Research projects

Understanding current patterns of diversity and distribution: How and when did Himalayan faunal elements evolve? DFG number 427877022

The uplift of the Himalaya-Tibet Orogen (HTO) has significantly influenced the global climate and due to its massive elevations and river incisions it likely played an important role as a speciation pump. However, our understanding of the historical biogeography of species in the HTO is far from being comprehensive, as are details of the spatiotemporal evolution of its uplift. The Himalaya plays a key role in elucidating these processes. Results from preliminary work, based on molecular data from amphibians, provide initial indications for a Paleo-Tibetan origin of Himalayan faunal components, challenging the long-held belief of immigration from China-Indochina into the Himalaya. Yet, a comprehensive phylogeographic approach is needed, requiring a systematic sampling from biogeographically important regions and an extended analytical framework to pinpoint patterns of diversification in the Himalaya and adjacent regions and to uncover the relative contribution of in-situ speciation versus colonisation in the HTO. Within the project, four carefully chosen terrestrial model systems (spiny frogs, lazy toads, the Himalayan toad and ground skinks) will be used, that are sufficiently phylogenetically old and cover a range of different dispersal abilities and ecological preferences. Using cutting-edge targeted exon capture technology in combination with next generation DNA sequencing and state of the art phylogenetic analysis alternative phylogeographic hypotheses will be tested (immigration, vicariance, out-of-Tibet, Paleo-Tibetan origin) and divergence times estimated. The following objectives are pursued with the study: i) Detailed phylogenetic inventory in areas along the southern slope of the Himalaya and surrounding mountain areas; ii) Reconstructing diversification/colonisation pattern; iii) Providing biological evidences for the time of (primary) uplifts of HTO components.

collaboration project (Philipps University Marburg): DFG research unit 2358 | The Mountain Exile Hypothesis: How humans benefited from and re-shaped African high altitude ecosystems during Quaternary climate changes – C1/C2 Core project, scientific services and synthesis

The main objectives are (i) the provisioning of scientific data management services and the production of remote sensing and model-based master data sets requested by the subprojects, (ii) the linking of ancient DNA analyses with other environmental history proxies, (iii) the support of genetic and genomic investigations including bioinformatics for subprojects P1-P4, P7, and (iv) the overall synthesis of the research results of the research group. The scientific data services will be extended by the extensive entomological data and recordings collected in P7, including digital 3D models of the species. Ground radar observations are used to map the structure of the Giant Molerats (link to P4). Machine learning techniques are used to provide area-related data sets. All data sets will be transferred to long-term databases to ensure data availability after the end of the research group. The world’s earliest evidence of human alpine colonisation in cave geo-archives in Phase 1 opens an enormous potential for further genome analysis of ancient and environmental DNA, for (i) direct evidence of Mesolithic hunters, (ii) contributions to human migration history and adaptation in Northeast Africa, (iii) higher taxonomic resolution for the analysis of plant and animal remains, and (iv) insights into the population genetic history of Giant Molerats as a landscape engineer and thus key species in the Bale Mountain ecosystem and as an important food resource for MSA hunters. Finally, C2 will lead the cross-research group synthesis.
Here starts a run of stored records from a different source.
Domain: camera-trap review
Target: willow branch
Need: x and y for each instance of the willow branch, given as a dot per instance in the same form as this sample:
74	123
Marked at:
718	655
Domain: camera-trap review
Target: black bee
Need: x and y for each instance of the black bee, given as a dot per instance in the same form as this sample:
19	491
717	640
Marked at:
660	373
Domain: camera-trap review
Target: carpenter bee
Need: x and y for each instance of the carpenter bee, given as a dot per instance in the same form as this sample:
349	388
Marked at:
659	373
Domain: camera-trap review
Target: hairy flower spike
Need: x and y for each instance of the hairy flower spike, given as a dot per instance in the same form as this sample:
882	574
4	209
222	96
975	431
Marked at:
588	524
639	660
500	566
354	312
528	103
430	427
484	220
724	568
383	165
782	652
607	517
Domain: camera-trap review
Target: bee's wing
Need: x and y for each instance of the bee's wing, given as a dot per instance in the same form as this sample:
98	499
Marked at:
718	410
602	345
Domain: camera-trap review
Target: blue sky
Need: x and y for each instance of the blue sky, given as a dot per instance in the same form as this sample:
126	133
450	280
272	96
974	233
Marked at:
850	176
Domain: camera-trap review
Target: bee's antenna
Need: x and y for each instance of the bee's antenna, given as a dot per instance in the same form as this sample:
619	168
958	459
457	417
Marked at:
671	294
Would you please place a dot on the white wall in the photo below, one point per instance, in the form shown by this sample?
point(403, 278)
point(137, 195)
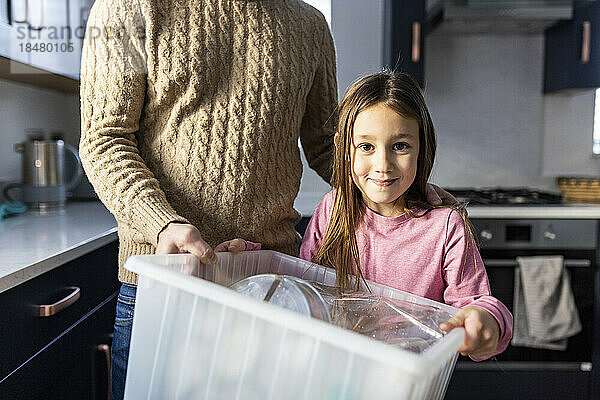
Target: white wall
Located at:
point(23, 106)
point(357, 28)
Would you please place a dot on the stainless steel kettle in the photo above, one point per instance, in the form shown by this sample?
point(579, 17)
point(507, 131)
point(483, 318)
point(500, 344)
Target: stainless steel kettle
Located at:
point(44, 179)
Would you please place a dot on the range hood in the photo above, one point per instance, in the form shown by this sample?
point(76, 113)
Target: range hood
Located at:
point(496, 16)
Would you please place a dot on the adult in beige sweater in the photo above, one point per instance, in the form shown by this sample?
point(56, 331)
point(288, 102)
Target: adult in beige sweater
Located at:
point(191, 113)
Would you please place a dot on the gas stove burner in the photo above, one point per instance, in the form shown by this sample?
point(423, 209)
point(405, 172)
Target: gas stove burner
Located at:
point(505, 196)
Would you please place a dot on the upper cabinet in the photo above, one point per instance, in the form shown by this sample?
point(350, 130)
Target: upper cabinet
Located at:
point(572, 57)
point(404, 37)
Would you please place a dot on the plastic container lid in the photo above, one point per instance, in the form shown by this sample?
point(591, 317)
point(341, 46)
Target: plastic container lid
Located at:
point(285, 291)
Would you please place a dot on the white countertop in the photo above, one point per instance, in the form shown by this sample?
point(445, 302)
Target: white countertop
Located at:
point(306, 206)
point(33, 243)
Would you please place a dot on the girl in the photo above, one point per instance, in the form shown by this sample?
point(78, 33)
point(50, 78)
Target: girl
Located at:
point(376, 223)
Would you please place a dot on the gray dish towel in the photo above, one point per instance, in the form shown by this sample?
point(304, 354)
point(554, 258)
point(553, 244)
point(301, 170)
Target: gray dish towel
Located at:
point(544, 308)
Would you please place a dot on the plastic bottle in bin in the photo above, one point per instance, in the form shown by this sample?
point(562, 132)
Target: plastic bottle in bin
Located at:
point(413, 327)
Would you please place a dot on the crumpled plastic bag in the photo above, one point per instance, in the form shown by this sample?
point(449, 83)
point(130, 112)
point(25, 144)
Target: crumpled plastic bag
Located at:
point(411, 326)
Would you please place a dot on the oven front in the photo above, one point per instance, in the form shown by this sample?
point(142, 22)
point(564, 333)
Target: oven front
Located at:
point(531, 373)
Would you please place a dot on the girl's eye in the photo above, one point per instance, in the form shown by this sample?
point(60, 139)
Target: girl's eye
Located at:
point(401, 146)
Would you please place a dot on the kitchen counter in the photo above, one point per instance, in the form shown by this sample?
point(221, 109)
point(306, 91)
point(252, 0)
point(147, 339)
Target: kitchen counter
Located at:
point(34, 243)
point(307, 205)
point(566, 211)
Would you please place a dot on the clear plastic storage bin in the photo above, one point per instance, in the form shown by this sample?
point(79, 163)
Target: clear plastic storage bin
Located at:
point(193, 338)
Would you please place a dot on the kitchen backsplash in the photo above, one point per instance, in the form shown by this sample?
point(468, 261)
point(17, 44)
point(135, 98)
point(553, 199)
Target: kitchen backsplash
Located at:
point(23, 106)
point(485, 97)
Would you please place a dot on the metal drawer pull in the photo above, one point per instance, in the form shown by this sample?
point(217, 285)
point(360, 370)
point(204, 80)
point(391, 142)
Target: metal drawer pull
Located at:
point(585, 42)
point(46, 310)
point(416, 45)
point(513, 263)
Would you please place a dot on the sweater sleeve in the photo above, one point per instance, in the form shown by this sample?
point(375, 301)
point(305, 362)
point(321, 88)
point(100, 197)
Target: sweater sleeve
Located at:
point(467, 281)
point(316, 229)
point(316, 131)
point(113, 85)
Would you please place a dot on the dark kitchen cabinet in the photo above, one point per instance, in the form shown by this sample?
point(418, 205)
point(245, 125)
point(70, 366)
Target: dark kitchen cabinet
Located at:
point(404, 43)
point(572, 50)
point(65, 355)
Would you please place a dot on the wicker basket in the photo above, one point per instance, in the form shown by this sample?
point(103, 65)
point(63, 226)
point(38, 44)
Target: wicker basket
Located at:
point(580, 189)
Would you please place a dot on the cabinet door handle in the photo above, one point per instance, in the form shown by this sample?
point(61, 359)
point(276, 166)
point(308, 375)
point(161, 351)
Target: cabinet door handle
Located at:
point(585, 42)
point(416, 47)
point(26, 19)
point(41, 25)
point(105, 349)
point(46, 310)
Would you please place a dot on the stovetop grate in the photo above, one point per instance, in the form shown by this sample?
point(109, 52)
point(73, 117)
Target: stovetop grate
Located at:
point(505, 196)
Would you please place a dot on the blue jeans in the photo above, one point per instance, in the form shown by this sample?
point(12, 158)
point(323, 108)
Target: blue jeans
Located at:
point(119, 351)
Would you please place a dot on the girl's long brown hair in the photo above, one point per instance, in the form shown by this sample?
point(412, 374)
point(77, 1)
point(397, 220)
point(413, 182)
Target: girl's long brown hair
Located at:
point(399, 92)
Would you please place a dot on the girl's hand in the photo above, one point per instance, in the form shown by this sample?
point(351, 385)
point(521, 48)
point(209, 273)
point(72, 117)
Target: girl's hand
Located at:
point(234, 246)
point(481, 330)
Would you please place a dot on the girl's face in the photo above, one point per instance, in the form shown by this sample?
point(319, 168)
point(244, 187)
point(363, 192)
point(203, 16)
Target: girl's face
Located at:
point(384, 158)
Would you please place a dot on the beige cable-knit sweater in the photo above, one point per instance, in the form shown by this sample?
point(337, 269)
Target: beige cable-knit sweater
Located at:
point(191, 111)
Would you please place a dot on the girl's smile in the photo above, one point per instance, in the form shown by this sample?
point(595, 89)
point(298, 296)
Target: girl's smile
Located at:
point(384, 158)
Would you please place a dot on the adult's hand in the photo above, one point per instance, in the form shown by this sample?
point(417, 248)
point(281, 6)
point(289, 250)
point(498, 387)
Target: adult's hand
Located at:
point(436, 196)
point(233, 246)
point(184, 238)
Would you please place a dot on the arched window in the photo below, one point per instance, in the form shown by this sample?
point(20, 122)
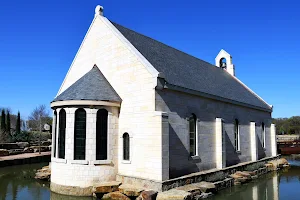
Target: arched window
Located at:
point(263, 135)
point(80, 134)
point(193, 135)
point(101, 135)
point(62, 134)
point(126, 146)
point(54, 134)
point(236, 135)
point(223, 63)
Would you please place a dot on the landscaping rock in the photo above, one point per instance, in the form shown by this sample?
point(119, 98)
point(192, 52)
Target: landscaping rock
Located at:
point(203, 196)
point(15, 151)
point(28, 150)
point(174, 195)
point(243, 174)
point(226, 183)
point(206, 187)
point(43, 174)
point(46, 143)
point(23, 145)
point(149, 195)
point(130, 190)
point(43, 148)
point(4, 152)
point(235, 176)
point(283, 161)
point(115, 196)
point(107, 187)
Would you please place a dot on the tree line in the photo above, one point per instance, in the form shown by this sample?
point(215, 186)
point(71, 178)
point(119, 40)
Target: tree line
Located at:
point(287, 125)
point(15, 129)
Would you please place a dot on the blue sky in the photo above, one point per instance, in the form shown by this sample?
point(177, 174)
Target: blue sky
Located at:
point(39, 39)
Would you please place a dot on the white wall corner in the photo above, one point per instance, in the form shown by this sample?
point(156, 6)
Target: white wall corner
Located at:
point(220, 144)
point(273, 140)
point(253, 142)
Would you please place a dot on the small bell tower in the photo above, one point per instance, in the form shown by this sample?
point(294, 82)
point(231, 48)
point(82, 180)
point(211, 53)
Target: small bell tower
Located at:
point(224, 61)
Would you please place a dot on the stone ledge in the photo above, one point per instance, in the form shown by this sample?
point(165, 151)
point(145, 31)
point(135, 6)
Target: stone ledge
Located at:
point(71, 190)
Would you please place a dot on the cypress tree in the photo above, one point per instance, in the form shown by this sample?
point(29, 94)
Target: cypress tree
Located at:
point(3, 127)
point(8, 122)
point(18, 125)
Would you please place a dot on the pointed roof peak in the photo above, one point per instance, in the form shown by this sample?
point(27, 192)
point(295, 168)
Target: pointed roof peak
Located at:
point(91, 86)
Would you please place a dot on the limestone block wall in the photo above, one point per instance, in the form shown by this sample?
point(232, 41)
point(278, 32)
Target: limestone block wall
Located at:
point(148, 154)
point(134, 82)
point(84, 173)
point(180, 106)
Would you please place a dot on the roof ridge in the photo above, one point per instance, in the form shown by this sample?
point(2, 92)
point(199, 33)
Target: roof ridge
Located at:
point(181, 51)
point(91, 86)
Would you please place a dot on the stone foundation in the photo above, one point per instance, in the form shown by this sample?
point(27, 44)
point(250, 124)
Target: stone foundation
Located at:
point(143, 183)
point(219, 177)
point(71, 190)
point(216, 175)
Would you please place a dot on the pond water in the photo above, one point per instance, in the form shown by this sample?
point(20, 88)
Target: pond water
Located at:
point(18, 183)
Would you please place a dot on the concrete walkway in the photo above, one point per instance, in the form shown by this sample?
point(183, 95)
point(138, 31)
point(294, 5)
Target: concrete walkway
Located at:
point(26, 158)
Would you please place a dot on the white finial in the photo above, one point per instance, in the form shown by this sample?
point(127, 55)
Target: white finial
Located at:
point(99, 10)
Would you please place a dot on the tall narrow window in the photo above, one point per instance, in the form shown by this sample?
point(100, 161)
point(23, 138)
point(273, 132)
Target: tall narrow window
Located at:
point(263, 135)
point(236, 135)
point(101, 135)
point(126, 146)
point(80, 134)
point(192, 132)
point(54, 134)
point(62, 134)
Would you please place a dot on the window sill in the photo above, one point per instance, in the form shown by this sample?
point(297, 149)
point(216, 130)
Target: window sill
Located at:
point(101, 162)
point(126, 161)
point(195, 158)
point(79, 162)
point(59, 160)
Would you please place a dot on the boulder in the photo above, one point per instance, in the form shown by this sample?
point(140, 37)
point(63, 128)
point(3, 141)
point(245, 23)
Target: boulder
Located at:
point(43, 148)
point(46, 143)
point(243, 174)
point(206, 187)
point(43, 174)
point(130, 190)
point(174, 195)
point(28, 150)
point(4, 152)
point(282, 162)
point(235, 176)
point(149, 195)
point(23, 145)
point(115, 196)
point(106, 187)
point(203, 196)
point(15, 151)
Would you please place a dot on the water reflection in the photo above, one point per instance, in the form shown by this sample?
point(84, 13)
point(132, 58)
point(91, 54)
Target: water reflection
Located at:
point(265, 188)
point(18, 183)
point(55, 196)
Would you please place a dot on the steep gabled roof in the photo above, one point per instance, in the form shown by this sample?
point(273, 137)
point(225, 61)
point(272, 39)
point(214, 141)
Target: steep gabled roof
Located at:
point(92, 86)
point(183, 70)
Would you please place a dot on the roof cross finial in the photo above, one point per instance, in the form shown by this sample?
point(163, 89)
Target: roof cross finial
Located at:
point(99, 10)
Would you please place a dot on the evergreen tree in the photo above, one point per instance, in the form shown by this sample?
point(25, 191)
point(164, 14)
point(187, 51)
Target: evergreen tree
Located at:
point(8, 122)
point(3, 127)
point(18, 124)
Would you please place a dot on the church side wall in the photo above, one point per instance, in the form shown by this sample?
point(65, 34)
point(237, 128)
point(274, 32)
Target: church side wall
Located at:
point(135, 85)
point(180, 106)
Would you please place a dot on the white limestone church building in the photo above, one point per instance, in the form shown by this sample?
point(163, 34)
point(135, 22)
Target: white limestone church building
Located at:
point(133, 109)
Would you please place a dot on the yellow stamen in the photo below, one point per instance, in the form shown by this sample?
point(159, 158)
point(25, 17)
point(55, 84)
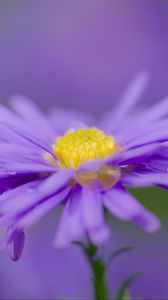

collaboration project (Philipps University Marburg, University of Rostock): Phylogenetic reconstruction of trans-Tibet dispersal events in wingless ground beetles helps to understand the paleoenvironmental evolution of the Tibetan Plateau

During the last decade, ground beetles (Coleoptera: Carabidae) have been developed as a promising paleoenvironmental proxy in high mountains of low latitudes. We showed that the combination of ecological and phylogenetic information from species groups endemic to the Himalayan-Tibetan orogeny (HTO) allows for the development of scenarios of the spatio-temporal evolution of paleoenvironments and thus, for regional surface uplift in the HTO. To understand the environmental evolution of the central part of the HTO, the Tibetan Plateau (TP), information about timing of trans-Tibet distribution events in wingless ground beetle species groups are particularly informative. The detailed phylogenetic study of these species-groups in combination with a fossil based molecular clock approach and investigation of the habitat preferences of the species will indicate timing of the development of high montane and alpine environments on the TP. The here proposed study will thus provide new data and insight for a better understanding of the paleoecology and paleotopography of the HTO during different stages of orogenesis.